Expression over collection is a philosophy: if you want to make ideas truly your own, you must express them in your own words, not just store them somewhere. Use tools that inspire you to think and create.

Expression over collection is an appeal to all knowledge seekers: accept that collection alone does not lead to growth, and find the courage to turn others’ knowledge into your own insight.


In the long run, the ideas you express are far more important than the knowledge you collect. Your knowledge base is temporary, but the insights you create have a chance to shape you.

Ancient chefs, faced with piles of ingredients, knew that the meaning of food was not in its storage, but in the cooking.
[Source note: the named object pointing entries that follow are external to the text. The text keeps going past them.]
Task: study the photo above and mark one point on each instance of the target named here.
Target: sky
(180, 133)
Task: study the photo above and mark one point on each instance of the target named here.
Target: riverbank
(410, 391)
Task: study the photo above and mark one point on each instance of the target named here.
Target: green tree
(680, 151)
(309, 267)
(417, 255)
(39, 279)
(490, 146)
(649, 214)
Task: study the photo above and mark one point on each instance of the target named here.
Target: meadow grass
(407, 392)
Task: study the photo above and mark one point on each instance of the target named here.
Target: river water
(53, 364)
The value of a dish depended on how the chef used the ingredients, not how many they owned.

The world is filled with the wisdom of those who came before us, passed down through books, articles, and videos. These mediums are like raw ingredients. You can touch, save, and hoard them. But reading a book is like looking at a recipe—only when you cook it yourself do you truly taste the flavors.

Today, we collect digital information at an unprecedented speed, but this information rarely becomes a true part of us. It’s hoarded on our hard drives and in our note-taking apps, trapped behind highlighted passages and “read later” lists. We’ve fallen into a “digital hoarding” delusion, mistaking collection for comprehension.

As I recently realized:

Only when you try to explain a concept in your own words can you truly test if you understand it. Ideas that seem clear in your mind often reveal their blurriness and uncertainty the moment you try to write them down.
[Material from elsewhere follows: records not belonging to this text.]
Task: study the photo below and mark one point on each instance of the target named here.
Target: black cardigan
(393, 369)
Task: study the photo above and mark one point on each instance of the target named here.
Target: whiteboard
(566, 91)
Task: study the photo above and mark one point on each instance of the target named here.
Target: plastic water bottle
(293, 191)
You should want to create your own ideas, not just for the world, but for your future self. You never know how grateful your future self, ten years from now, will be for the immature but honest thoughts you bravely wrote down today. Don’t lock your mind in a warehouse where things only go in, but never come out.
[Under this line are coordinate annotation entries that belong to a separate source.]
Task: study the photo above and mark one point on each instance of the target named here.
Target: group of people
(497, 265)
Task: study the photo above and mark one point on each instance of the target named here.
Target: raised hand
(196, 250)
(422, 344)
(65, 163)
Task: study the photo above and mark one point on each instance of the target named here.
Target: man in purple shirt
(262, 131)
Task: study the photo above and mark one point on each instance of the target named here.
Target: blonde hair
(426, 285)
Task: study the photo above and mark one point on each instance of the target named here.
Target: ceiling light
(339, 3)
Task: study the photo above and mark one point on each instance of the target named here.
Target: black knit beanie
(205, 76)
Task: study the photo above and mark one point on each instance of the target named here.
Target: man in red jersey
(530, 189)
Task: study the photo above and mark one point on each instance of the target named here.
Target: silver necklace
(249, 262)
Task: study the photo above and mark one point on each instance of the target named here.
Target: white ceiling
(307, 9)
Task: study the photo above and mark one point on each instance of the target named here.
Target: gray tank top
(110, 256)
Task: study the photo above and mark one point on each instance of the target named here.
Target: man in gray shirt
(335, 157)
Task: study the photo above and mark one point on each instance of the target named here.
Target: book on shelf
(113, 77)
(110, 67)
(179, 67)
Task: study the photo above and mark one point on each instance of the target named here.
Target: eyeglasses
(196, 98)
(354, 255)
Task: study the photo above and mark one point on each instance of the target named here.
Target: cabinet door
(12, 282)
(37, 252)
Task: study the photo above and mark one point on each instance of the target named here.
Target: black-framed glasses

These days, I use an app called Obsidian to organize my thoughts, but it’s a delusion to think the app is the point. The tool will eventually become obsolete. It’s the imperfect but real sentences I write in my own words that are designed to last and shape me. Who knows if anyone will want to read them besides me, but future me is an audience worthy of the effort.

They might be simple, they might be naive, but they are mine.